1 minute read
NDOT Teammates Recognized for Right of Way Process Improvements
Tom Weber, Right of Way Chief Negotiator, and Karla Smith, Right of Way Project Manager, received the Mountain Mover Award/Admiralship for making significant improvements to the process. With their leadership, deeds will be recorded in less than half the time, and work to improve or expand highway infrastructure can begin sooner.
Prior to improvements, the process was paperheavy, involved printing/copying, assembling paper forms and packets with wet signatures, and mailing via certified mail to the county offices. Once accepted by the county, NDOT was billed the recording fee and payment was required before the deed could be recorded. This took 67 steps, occasional rework when a deed was rejected, averaging 23 days.
Advertisement
Most of the process was moved to digital, eliminating printing, and completed with digital signatures. It was also discovered that nearly every county in Nebraska utilizes a cloud-based platform to receive and approve or reject deeds. This platform also calculates and submits the recording fees upfront, eliminating the external billing and payment process that adds additional time to the process. Nebraska counties under this platform average 24 hours to record deeds. Other solutions were also implemented to reduce the number of handoffs, provide additional training and cross training of staff, and focus on reduction of errors that lead to rejections and rework.
Happy Customers
“The system not only reduces process time on the state’s side; it also reduces the process time on the county’s side,” Smith said. “Our customers are also happy.”
“In addition, this process improvement created a positive ripple effect as the staff member who previously devoted time to processing recordings is now re-focusing that time to scan old paper documents to our digital archive,” Smith said. “This in turn allows other staff to access those old records directly resulting in additional time savings for NDOT staff.”
“Rachel Kilcoin, the process improvement coordinator for this project, really showed the merits of having the P.I. team available,” Weber said. “She kept us organized, on task, and motivated to see it through to completion.”
Smith concurred. “With any change in process, a few barriers arise.
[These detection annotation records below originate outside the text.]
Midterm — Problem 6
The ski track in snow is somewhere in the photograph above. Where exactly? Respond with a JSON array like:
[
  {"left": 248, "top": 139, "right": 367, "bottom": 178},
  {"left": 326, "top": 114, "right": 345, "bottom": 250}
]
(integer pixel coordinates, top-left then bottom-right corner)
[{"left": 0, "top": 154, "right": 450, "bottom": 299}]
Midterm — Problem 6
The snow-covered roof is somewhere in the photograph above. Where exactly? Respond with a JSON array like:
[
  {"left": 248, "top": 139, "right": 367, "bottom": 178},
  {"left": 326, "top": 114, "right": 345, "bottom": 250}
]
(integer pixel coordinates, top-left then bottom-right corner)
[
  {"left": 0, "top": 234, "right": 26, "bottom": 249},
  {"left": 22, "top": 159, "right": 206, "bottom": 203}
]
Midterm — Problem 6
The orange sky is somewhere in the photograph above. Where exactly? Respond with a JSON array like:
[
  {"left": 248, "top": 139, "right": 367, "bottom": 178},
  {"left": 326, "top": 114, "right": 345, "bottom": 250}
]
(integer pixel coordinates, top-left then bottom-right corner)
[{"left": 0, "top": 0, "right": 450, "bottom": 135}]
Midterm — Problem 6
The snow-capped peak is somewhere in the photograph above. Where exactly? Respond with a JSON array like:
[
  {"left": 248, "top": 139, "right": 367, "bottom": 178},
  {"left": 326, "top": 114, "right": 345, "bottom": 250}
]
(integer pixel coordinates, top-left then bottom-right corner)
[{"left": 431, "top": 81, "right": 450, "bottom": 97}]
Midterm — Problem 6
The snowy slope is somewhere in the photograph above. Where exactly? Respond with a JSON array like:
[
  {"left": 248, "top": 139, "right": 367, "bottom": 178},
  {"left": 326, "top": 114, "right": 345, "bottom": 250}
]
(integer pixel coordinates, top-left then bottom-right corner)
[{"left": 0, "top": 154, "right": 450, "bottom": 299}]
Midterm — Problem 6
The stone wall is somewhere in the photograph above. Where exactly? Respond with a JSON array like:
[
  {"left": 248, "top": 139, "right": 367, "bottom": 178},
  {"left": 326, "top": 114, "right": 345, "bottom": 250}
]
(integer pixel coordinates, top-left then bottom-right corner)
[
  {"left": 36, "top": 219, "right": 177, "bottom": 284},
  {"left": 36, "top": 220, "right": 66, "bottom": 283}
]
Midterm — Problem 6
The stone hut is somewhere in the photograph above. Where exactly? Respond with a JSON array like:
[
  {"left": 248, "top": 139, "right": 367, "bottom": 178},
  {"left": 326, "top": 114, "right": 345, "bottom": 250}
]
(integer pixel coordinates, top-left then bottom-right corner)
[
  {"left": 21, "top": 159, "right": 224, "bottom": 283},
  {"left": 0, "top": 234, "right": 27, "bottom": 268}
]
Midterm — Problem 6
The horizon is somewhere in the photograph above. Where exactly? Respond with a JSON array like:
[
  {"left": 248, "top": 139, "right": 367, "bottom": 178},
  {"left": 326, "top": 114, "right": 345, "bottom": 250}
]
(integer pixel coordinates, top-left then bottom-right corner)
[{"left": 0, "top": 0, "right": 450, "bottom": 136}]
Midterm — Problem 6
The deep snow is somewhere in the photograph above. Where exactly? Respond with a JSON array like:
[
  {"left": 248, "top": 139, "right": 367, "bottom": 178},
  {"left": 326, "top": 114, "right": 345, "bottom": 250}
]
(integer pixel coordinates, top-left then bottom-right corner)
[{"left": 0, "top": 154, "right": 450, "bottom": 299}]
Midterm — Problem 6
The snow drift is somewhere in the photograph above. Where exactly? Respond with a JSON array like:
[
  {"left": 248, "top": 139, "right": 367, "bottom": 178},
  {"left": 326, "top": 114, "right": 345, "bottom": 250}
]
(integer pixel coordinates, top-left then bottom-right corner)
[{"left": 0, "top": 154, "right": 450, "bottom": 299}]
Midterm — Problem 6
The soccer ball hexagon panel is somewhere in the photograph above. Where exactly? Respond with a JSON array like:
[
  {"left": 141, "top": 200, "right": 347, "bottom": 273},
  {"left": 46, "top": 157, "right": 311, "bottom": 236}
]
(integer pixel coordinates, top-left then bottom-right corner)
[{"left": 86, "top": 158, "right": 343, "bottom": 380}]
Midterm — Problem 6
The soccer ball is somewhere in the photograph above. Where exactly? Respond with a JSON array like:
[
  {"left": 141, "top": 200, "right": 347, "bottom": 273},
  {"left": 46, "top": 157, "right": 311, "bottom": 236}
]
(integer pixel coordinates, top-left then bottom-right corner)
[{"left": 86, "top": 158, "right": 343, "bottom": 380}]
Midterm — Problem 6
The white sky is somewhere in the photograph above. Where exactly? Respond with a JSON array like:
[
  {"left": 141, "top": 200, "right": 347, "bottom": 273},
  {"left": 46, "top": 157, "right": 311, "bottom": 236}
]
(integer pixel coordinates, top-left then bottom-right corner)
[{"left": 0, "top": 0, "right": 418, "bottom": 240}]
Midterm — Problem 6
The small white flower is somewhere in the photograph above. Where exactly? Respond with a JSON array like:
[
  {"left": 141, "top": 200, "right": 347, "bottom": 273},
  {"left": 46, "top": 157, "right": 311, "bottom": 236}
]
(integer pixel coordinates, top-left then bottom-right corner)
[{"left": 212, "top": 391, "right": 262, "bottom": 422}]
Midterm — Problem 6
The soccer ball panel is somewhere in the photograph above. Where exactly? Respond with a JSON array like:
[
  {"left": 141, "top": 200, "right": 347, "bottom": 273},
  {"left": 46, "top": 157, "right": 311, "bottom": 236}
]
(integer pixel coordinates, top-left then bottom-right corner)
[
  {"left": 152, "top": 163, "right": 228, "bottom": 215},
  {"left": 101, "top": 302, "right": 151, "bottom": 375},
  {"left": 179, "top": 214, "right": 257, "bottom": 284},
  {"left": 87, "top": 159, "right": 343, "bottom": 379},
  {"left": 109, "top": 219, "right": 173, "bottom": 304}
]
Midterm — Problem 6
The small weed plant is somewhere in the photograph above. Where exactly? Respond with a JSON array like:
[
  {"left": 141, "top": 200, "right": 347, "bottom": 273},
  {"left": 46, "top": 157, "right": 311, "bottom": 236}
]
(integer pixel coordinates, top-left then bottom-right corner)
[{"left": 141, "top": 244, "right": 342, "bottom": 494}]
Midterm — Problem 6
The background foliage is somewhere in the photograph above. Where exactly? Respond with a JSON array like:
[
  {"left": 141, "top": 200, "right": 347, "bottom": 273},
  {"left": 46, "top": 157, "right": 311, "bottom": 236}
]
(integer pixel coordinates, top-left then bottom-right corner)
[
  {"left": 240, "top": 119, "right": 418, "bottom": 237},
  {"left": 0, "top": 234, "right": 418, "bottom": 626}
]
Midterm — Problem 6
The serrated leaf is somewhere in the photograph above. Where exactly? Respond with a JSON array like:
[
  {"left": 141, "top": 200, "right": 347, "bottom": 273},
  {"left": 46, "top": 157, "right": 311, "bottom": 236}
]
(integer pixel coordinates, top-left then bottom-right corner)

Rachel broke down those barriers. Our staff would never have had the time or patience to work through those obstacles without her.”
The COE Summit convenes leaders, change agents, and decision-makers from across the state to discuss the opportunities to build on successes with the COE. It provides a unique chance for leaders who share a passion for continuous improvement to get together in the same room to exchange ideas.